A. Experimental Probabilities

Data from Trials:

Let's assume the recorded outcomes for each trial of 10 spins per trial are:

Trial 1: A: 3, B: 4, C: 3
Trial 2: A: 5, B: 2, C: 3
Trial 3: A: 2, B: 5, C: 3

Total Counts: Now, we will sum the counts of spins for each letter across the three trials:

Total for A: 3 + 5 + 2 = 10
Total for B: 4 + 2 + 5 = 11
Total for C: 3 + 3 + 3 = 9

Total Spins: Total number of spins = 10 spins/trial × 3 trials = 30 spins

Calculating Experimental Probabilities:

Probability of A (P(A)) = (Total A spins) / (Total spins) = 10 / 30 = 1/3 ≈ 0.33
Probability of B (P(B)) = (Total B spins) / (Total spins) = 11 / 30 ≈ 0.367
Probability of C (P(C)) = (Total C spins) / (Total spins) = 9 / 30 = 3/10 = 0.30

B. Theoretical Probabilities

For a spinner divided into three equal regions:

Each section (A, B, C) has an equal chance of landing on because the regions are equal in size.
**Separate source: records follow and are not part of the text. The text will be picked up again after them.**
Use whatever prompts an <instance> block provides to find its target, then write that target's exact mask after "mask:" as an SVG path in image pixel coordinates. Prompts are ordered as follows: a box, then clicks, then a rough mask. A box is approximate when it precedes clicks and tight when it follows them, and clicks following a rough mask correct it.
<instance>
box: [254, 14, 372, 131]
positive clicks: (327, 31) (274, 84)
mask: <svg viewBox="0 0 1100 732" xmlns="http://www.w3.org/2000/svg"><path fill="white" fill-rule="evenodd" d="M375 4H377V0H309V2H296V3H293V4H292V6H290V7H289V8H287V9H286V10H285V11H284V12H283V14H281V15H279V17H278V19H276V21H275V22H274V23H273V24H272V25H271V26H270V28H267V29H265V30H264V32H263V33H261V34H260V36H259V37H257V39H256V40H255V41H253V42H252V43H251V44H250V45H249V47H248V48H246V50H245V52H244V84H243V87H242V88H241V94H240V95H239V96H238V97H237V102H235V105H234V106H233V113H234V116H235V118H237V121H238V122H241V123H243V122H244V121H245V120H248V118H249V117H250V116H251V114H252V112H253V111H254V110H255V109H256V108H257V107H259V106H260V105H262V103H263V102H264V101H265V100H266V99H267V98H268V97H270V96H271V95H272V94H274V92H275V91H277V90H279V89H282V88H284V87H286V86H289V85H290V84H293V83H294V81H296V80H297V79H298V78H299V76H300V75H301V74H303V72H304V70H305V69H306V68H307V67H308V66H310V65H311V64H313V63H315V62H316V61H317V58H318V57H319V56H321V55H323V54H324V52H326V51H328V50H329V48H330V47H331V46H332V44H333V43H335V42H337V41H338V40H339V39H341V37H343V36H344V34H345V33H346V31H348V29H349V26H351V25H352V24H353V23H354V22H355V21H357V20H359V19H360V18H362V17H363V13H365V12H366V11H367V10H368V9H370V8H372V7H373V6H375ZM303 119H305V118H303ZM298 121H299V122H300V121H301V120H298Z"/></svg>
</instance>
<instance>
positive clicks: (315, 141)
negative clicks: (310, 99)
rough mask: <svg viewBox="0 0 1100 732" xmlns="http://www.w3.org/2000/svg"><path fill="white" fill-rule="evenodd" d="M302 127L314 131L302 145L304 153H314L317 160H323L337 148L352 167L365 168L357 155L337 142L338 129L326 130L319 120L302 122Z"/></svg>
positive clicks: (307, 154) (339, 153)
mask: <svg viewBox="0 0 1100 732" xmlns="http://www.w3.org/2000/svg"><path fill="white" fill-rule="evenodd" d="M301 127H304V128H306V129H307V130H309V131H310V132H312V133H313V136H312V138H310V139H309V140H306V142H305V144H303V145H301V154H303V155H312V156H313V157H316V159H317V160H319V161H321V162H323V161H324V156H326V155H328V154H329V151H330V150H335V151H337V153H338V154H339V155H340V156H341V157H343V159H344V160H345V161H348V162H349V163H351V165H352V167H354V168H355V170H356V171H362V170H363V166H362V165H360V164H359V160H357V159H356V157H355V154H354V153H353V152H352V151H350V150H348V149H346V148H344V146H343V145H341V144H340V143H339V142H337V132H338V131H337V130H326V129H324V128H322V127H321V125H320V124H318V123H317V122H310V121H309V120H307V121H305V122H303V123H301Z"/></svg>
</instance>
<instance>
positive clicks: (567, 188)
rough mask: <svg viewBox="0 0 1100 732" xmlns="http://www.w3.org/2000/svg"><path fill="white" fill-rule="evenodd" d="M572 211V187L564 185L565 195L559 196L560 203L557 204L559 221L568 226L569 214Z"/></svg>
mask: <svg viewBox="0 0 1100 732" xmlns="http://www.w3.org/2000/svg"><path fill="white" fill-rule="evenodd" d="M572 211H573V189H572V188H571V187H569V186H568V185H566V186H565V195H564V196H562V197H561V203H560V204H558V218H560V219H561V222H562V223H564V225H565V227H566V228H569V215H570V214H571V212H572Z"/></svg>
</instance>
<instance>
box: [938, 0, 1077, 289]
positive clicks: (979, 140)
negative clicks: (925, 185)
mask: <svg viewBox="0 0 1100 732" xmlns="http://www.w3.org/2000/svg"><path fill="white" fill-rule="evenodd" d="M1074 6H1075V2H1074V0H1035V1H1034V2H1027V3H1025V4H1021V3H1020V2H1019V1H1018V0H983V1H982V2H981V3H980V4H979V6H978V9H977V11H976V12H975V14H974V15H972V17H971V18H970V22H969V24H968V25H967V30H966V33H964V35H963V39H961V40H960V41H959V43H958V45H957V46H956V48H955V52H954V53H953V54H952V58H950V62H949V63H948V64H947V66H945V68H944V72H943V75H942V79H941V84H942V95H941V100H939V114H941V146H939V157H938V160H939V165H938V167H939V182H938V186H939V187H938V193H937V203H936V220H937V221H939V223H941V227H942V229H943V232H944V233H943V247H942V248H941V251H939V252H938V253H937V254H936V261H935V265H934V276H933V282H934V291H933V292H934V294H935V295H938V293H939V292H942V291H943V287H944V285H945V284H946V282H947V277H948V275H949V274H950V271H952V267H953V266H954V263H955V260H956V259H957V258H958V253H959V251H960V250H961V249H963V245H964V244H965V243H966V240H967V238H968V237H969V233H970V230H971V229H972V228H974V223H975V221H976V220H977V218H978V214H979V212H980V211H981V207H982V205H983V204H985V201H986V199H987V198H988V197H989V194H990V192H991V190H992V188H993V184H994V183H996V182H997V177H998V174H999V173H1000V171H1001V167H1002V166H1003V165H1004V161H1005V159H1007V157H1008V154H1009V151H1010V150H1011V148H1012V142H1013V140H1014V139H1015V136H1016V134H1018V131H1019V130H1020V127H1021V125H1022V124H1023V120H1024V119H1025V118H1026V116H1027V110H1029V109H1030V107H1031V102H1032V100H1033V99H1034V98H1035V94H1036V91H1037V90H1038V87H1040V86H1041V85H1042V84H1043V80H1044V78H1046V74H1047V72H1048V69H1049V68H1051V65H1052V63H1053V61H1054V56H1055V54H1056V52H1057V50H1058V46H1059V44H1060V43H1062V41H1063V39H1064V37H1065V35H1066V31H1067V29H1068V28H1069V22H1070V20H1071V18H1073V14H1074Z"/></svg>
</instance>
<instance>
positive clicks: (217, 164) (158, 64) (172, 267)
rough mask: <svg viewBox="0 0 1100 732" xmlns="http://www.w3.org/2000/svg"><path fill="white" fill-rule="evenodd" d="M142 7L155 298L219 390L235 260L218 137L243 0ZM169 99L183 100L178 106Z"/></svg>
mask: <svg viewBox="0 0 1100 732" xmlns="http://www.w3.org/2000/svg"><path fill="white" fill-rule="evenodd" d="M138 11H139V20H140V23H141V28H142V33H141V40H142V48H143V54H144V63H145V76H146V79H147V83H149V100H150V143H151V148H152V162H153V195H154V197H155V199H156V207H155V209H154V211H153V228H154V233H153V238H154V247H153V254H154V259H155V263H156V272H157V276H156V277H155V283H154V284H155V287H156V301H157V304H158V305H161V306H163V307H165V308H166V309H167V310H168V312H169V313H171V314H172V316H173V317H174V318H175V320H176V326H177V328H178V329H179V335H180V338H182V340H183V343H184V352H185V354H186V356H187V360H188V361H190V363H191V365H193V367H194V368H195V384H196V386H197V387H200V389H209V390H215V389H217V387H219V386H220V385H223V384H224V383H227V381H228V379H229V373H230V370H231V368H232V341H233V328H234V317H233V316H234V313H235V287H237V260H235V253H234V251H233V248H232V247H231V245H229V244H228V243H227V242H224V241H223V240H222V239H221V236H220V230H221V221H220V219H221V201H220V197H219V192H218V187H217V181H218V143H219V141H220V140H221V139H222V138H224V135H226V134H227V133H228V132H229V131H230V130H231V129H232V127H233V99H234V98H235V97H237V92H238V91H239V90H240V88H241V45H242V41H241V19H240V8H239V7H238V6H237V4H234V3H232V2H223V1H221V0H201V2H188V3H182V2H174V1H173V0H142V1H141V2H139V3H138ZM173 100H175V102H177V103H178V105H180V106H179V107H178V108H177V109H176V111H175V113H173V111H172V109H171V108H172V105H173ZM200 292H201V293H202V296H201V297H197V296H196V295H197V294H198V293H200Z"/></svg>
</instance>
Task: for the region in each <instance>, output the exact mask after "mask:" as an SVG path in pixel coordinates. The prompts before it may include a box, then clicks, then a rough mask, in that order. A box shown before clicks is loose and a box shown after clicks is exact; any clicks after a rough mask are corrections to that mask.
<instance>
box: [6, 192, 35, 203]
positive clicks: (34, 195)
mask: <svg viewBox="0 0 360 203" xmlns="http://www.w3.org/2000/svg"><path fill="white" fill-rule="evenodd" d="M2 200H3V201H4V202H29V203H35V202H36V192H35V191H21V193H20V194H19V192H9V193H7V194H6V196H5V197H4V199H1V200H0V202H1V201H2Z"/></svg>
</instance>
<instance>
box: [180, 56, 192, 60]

Therefore, the theoretical probability for each outcome is:
P(A) = 1/3
P(B) = 1/3
P(C) = 1/3

C. Comparison of Experimental and Theoretical Probabilities:

Experimental Probabilities:

P(A) ≈ 0.33
P(B) ≈ 0.367
P(C) ≈ 0.30

Theoretical Probabilities:

P(A) = 0.33
P(B) = 0.33
P(C) = 0.33

Agreement: The experimental probabilities do not exactly match the theoretical probabilities. A reason for this discrepancy could be due to:

Sample Size: The small sample size (only 30 spins) can lead to variation in outcomes and does not perfectly represent the ideal theoretical probabilities.
Random Variability: Each trial's outcome is subject to randomness, meaning that actual results will likely vary from expected results, especially when the sample size is small.
Systematic Bias: If there were any issues with the spinner (e.g., not spinning evenly), that could cause an unequal distribution of outcomes.

In summary, while the experimental probabilities derived from the trials are close to the theoretical probabilities, they do not agree exactly due to the limitations of sampling and random variation inherent in probability experiments. As the number of spins increases, the experimental probabilities are expected to converge closer to their theoretical values.